Dickinson College Reinstates Men’s Squash Team Four Months After Reinstating Women’s Squash Team to Avoid Title IX Lawsuit
Dickinson College Interim President John E. Jones III announced late yesterday that the school was reinstating its men’s squash team to varsity status and continuing it going forward. On August 26, 2022, Dickinson said it was eliminating both its men’s and women’s squash teams at the end of the 2021-22 academic year. But the women’s teams members threatened to file a Title IX sex discrimination class action and, on October 6, 2021, Dickinson agreed to reinstate the women’s team, develop a gender equity plan, and come into full compliance with Title IX. Now, as the women’s team members urged, Dickinson is reinstating its men’s team, too.
“This is a huge victory for the women’s squash team members, the men’s squash team members, and all of their parents and supporters,” said Arthur H. Bryant of Bailey Glasser’s office in Oakland, CA, lead counsel for the female student-athletes. “They all made clear from the start that they wanted Dickinson to reinstate both teams, comply with Title IX, and achieve gender equity. Now, that’s what Dickinson will do. We truly appreciate President Jones’s leadership in making this happen.”
Last night, President Jones met with the student-athletes about their teams’ treatment, shared the good news, and then sent an email “To the Dickinson Community,” included below, announcing the men’s team’s reinstatement. It says, “New college presidents sometimes forge ahead with plans without having the necessary feel for all the facts and may fail to consider viable alternatives. That was certainly the case here. I deeply regret the disappointment and frustration this caused team members and their families. I offer my sincere apologies…and I thank the dedicated parents who advocated on behalf of their athletes.”
The reinstatement of the men’s squash team comes four months after Dickinson’s agreement to reinstate the women’s squash team. The press release announcing that agreement noted, “The women’s squash team members urged Dickinson to reinstate the men’s squash team, too, but, up to now, the school has not been willing to do so. To ensure that it can, the agreement provides that the women’s squash team members ‘waive any legal claims that would arise out of the men’s squash team’s reinstatement.’ The women will continue to fight for the men’s team’s reinstatement, too.”
Women’s squash team co-captain Courtney Trail, said, “We are grateful for President Jones’s decision to reinstate the men’s squash team, his apology, and his commitment to leading us forward together. We are sorry we all had to go through this, but thrilled that the women’s and men’s squash teams will continue, Dickinson will comply with Title IX, and the sex discrimination in the athletic program will end.”
The women squash team members who successfully fought for their rights are Amna Fayyaz, Jocelyn Feliciano, Whitney Finney, Ellissa (Ella) Goldman, Elizabeth Howerton, Lindsay Kuracina, Doxey Loupassi, Cate Moll, Eloise Nimoityn, Rachel O'Brien, Anna O'Connor, Emerson Rains, Courtney Trail, and Katelynn Young.

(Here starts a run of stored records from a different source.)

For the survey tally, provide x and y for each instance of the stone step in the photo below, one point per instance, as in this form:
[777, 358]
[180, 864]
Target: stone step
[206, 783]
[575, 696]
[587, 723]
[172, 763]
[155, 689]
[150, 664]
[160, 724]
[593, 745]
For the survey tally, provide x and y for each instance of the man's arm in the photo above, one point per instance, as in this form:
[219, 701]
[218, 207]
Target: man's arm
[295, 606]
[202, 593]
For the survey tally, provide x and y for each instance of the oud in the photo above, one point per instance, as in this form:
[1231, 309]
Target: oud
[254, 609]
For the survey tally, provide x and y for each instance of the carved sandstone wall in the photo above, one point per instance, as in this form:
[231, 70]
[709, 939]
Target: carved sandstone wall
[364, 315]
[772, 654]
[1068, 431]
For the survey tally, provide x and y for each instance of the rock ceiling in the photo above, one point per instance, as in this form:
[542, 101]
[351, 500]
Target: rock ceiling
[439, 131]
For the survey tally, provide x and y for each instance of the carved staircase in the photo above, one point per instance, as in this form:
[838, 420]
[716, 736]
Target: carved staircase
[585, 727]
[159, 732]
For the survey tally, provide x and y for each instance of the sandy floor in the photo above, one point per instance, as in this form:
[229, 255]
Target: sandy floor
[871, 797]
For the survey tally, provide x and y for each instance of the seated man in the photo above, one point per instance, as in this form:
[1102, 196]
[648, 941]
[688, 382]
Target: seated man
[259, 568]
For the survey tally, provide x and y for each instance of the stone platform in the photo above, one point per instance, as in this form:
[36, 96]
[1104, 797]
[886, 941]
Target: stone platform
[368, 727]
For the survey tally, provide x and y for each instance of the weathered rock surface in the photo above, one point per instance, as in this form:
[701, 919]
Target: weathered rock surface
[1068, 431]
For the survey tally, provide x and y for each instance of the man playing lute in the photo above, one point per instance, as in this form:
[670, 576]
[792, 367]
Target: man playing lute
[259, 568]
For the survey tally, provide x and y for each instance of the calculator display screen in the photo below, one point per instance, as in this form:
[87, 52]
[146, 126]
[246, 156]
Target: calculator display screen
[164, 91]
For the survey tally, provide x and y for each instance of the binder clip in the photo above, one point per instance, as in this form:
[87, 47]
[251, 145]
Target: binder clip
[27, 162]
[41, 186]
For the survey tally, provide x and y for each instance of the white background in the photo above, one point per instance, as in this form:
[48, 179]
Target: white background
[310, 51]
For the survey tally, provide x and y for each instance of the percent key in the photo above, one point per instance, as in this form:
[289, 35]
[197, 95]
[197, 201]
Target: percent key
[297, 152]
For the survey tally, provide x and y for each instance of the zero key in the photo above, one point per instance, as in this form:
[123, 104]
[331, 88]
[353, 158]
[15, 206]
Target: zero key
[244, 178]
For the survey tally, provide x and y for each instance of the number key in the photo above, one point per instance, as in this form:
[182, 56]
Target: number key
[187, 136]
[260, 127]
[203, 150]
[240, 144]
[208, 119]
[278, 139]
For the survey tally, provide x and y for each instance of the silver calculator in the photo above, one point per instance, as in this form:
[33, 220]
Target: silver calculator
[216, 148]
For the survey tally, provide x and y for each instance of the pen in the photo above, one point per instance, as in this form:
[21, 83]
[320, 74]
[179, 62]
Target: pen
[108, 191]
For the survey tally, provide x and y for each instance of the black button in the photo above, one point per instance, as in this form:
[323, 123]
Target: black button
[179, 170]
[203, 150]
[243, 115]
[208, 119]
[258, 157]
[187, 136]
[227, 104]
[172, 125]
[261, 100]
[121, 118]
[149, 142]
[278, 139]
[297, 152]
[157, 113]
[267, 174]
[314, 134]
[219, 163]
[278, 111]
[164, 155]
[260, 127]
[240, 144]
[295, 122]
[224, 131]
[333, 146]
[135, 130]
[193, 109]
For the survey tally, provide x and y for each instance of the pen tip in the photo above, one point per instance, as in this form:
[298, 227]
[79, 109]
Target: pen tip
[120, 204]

To the Dickinson Community:
Last summer, we announced a plan to move men’s and women’s squash to club sport status following the 2021-22 academic year. After Title IX considerations were raised, we agreed to maintain the varsity status of the women’s squash team going forward. An external reviewer is examining our athletics program under the lens of Title IX regulations. That report is expected in August, and we will review it and take appropriate steps.
Since those developments, we have continued to discuss this issue and consider our options. To be fair to the dedicated athletes involved, I have decided to reinstate the men’s team to varsity status as well. Going forward, both men and women will continue to compete as varsity teams.
While many details are still being worked out, I can tell you that we will search for a squash coach—one who will serve both teams.
One of the reasons we had decided to move to club status was the cost of competition for the teams. Since the Centennial Conference does not recognize squash as a varsity sport, our athletes were often required to travel great distances for matches. We believe that economies can be found through regional tournaments involving multiple teams, and we look forward to working with a new coach to chart a more sustainable path for our varsity squash program.
I met with the teams this evening to share this information. New college presidents sometimes forge ahead with plans without having the necessary feel for all the facts and may fail to consider viable alternatives. That was certainly the case here. I deeply regret the disappointment and frustration this caused team members and their families. I offer my sincere apologies, and I appreciate the continuing dialogue. I wish our squash athletes continued success in their season, and I thank the dedicated parents who advocated on behalf of their athletes.